Pero escúchenme los que piensan tomar mi barco: En esta materia melindrosa, los cuatro enemigos del alma, para el poeta, son:
1° la poetisa, que exige para sí, por propio e indiscutible derecho, lo que difícilmente podría darle al compañero;
2° la marisabidilla, la falsa intelectual, que desvía las cosas espirituales por todas las veredas equivocadas;
3° la snob o diablesa mundana, que, como un collar más, se cuelga al poeta en la garganta, y lo deshace despiadadamente, arrastrándolo por los salones;
4° la mujer vulgar o ignorante, que puede exasperar hasta el crimen. No hay que exagerar, por supuesto; no hace falta una Enciclopedia con faldas, y una que otra falta de ortografía es disculpable y nos comunica el confortante sentimiento de nuestra grandeza. Hemos escrito en alguna parte que la ortografía es la única superioridad mágica que el hombre posee sobre la mujer.
Y la mujer de letras ¿no tiene también sus derechos? Menguado sea quien lo niegue. Pero la mujer de letras no era nuestro asunto. Ella, para los fines de esta somera descripción, se equipara en un todo al hombre de letras. Es un compañero más. Vea ella cómo se las arregla para buscarse la pareja que le conviene. Yo no puedo aconsejarle nada: no soy Tiresias, que viajaba de uno en otro sexo. Yo ignoro su punto de vista.

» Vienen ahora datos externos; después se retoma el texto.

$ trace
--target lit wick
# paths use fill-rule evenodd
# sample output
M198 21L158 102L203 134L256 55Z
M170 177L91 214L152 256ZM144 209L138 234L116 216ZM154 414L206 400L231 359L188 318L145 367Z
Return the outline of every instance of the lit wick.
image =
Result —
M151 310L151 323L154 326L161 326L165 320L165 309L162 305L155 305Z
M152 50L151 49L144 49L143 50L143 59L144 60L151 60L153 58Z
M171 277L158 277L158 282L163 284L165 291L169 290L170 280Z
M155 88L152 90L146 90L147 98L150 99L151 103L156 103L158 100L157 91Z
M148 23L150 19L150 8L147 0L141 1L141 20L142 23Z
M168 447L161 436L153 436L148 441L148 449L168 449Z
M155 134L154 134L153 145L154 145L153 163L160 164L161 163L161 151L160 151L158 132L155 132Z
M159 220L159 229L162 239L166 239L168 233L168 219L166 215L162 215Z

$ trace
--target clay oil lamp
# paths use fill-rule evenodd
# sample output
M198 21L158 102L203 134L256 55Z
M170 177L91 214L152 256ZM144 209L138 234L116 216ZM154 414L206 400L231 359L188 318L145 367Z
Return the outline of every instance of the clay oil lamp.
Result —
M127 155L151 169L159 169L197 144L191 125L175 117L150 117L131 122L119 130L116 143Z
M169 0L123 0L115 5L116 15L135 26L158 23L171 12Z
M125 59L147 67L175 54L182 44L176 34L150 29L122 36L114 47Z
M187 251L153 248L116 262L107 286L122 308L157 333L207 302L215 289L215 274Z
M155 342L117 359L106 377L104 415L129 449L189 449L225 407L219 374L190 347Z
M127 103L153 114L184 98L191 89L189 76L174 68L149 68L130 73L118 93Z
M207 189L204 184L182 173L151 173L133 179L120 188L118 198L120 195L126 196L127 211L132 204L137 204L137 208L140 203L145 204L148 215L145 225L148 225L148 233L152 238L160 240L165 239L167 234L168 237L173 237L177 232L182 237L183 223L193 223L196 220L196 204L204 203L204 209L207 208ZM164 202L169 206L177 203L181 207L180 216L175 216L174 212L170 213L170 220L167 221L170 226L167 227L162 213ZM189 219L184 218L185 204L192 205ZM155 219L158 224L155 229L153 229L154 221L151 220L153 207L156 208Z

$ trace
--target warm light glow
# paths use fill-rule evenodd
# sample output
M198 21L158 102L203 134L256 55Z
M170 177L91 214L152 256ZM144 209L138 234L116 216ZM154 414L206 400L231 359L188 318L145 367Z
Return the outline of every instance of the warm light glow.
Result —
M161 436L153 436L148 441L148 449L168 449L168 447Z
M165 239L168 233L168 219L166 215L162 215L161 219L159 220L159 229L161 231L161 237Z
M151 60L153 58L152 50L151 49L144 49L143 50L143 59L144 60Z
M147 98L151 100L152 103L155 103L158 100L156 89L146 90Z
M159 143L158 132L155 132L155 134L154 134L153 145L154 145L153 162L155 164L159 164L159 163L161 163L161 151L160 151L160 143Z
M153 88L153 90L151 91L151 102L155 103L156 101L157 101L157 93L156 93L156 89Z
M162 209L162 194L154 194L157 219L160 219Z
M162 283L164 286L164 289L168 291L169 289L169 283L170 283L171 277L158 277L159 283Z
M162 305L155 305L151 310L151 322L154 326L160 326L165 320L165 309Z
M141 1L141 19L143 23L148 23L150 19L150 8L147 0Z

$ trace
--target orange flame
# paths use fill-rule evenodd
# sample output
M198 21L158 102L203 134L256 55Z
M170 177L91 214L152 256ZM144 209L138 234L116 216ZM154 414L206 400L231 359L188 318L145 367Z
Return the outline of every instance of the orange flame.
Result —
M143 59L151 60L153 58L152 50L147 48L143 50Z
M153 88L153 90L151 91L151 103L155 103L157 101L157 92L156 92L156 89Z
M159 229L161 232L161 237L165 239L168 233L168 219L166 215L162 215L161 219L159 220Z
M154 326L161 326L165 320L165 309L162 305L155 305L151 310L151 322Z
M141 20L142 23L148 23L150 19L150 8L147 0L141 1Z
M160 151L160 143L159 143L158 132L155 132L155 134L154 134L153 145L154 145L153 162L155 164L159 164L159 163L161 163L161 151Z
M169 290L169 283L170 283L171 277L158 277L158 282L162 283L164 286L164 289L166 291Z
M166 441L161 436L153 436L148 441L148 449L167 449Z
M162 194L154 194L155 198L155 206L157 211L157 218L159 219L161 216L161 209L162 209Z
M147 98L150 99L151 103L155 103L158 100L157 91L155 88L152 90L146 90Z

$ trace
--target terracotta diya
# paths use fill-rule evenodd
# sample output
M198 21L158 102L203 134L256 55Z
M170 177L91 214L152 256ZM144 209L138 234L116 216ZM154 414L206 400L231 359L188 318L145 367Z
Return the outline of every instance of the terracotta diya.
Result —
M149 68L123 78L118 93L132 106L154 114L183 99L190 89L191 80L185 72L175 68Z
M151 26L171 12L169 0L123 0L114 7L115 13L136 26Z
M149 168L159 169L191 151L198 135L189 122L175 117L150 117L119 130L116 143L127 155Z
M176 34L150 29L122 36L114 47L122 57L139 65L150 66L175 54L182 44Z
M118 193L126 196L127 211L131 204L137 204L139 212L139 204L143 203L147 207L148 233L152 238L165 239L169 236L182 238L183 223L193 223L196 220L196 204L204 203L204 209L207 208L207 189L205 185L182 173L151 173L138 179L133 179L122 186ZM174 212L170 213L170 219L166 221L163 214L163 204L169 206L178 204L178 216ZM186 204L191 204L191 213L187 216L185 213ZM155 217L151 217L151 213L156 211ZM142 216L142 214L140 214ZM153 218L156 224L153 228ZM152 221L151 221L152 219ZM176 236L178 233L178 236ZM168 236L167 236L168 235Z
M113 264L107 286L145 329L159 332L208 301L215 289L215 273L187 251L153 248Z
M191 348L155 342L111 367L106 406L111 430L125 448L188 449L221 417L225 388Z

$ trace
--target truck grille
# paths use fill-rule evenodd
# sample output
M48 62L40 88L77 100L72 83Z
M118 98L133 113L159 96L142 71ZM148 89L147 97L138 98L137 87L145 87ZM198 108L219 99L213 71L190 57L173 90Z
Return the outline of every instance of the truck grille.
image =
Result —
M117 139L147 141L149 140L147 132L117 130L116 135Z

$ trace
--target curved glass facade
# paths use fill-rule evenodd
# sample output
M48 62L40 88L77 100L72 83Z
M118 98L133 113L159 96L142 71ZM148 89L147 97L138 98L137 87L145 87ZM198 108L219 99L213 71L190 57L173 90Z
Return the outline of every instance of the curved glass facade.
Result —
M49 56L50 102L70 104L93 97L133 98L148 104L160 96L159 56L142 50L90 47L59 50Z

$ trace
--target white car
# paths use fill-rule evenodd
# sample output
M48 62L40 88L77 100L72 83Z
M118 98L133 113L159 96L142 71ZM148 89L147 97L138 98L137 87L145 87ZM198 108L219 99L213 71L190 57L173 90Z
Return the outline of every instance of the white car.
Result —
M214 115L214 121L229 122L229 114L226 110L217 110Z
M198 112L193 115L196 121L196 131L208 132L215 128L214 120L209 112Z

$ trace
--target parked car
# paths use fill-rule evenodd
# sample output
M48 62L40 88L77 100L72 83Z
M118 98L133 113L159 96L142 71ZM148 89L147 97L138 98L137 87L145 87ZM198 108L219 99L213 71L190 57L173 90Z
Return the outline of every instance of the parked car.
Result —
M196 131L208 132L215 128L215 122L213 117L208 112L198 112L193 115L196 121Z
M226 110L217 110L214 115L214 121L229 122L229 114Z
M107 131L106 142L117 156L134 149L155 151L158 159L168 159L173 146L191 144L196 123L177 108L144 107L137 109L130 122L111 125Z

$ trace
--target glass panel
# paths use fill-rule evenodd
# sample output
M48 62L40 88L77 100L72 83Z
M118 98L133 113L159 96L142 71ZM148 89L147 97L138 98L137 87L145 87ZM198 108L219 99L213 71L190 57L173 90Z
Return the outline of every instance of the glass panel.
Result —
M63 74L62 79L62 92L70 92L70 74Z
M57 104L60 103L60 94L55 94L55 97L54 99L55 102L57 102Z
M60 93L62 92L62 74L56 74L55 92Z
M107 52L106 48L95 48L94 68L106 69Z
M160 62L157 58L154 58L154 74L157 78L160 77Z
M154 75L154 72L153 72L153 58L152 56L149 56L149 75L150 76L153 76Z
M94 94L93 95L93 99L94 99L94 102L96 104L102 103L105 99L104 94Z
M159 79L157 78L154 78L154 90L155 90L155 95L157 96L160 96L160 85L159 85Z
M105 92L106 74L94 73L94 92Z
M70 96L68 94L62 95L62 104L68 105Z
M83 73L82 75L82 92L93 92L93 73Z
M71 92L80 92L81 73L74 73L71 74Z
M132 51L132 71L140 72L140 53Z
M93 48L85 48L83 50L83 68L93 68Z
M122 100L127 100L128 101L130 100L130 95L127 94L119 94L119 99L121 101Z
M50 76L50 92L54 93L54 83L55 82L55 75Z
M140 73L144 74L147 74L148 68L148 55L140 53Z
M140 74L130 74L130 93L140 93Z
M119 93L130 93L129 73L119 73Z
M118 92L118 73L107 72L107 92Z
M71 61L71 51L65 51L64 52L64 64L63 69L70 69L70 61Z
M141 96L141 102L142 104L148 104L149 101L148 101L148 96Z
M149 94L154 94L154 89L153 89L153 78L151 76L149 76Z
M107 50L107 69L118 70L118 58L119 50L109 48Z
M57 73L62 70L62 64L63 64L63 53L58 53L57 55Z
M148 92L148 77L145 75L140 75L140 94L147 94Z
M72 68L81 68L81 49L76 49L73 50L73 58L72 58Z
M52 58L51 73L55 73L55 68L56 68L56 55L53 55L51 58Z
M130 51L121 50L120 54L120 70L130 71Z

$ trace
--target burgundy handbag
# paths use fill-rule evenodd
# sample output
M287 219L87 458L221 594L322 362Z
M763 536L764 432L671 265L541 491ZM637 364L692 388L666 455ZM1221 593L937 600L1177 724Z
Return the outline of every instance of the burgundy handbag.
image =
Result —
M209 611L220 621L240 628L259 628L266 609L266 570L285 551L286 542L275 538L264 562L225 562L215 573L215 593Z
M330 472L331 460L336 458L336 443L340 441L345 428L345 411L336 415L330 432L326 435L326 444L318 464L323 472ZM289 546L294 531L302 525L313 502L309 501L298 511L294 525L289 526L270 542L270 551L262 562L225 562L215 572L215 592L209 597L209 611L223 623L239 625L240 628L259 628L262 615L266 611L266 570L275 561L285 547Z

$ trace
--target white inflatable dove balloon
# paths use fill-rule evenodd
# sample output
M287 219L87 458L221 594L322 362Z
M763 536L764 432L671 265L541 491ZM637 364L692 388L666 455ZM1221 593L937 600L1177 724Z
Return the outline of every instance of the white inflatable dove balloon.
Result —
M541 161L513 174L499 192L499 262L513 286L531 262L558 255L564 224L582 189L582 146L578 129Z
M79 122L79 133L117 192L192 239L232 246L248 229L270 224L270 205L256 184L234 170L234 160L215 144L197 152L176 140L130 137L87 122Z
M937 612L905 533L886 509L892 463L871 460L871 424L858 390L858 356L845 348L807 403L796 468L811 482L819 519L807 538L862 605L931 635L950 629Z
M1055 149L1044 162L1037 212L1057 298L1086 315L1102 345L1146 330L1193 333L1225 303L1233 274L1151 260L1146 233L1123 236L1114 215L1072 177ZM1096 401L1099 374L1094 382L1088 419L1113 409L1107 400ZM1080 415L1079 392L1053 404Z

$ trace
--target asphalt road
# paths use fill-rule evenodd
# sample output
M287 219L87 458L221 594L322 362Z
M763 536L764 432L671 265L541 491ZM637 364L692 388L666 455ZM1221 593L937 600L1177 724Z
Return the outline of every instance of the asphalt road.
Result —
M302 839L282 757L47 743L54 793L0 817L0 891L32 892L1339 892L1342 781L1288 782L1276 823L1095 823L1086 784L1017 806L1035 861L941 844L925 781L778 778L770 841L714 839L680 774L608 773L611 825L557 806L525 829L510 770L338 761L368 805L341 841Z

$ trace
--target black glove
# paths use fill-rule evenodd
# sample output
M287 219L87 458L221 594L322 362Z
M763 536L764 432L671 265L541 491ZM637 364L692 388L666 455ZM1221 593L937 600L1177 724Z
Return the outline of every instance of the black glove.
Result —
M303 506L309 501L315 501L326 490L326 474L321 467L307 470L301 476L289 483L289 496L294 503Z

Y en cuanto a la asociación entre literata y literato, claro que muy bien puede darse, pero no creo que fácilmente en nuestros climas: ¡demasiado hermoso para ser cierto! Más parece un caso de confusión de fronteras (o de sentimientos) que no un verdadero equilibrio de conductas.
México, VII-1952.
Alfonso Reyes tuvo mucha suerte. No sólo lo sobrevivieron su fiel compañera, doña Manuela Mota de Reyes, su hermana Alicia Mota de Reyes, su hijo Alfonso Reyes Mota y su nieta Alicia Reyes Mota, sino que primero Manuela y Alfonso hijo y luego Alicia se hicieron cargo de su legado editorial. Además, tuvo la suerte de tener seguidores como Ernesto Mejía Sánchez, José Luis Martínez, Jorge Rueda de la Serna y Alfonso Rangel Guerra que supieron llevar adelante el proyecto de las Obras completas junto con un grupo de amigos y discípulos —algunos de los cuales no conocieron a Alfonso Reyes— como Víctor Díaz Arciniega, Alfonso Enríquez Perea, Fernando Curiel, Belem Clark, Javier Garcíadiego y el suscrito quienes han dado la tarea junto con otros de crear una red para acoger el múltiple y complejo legado.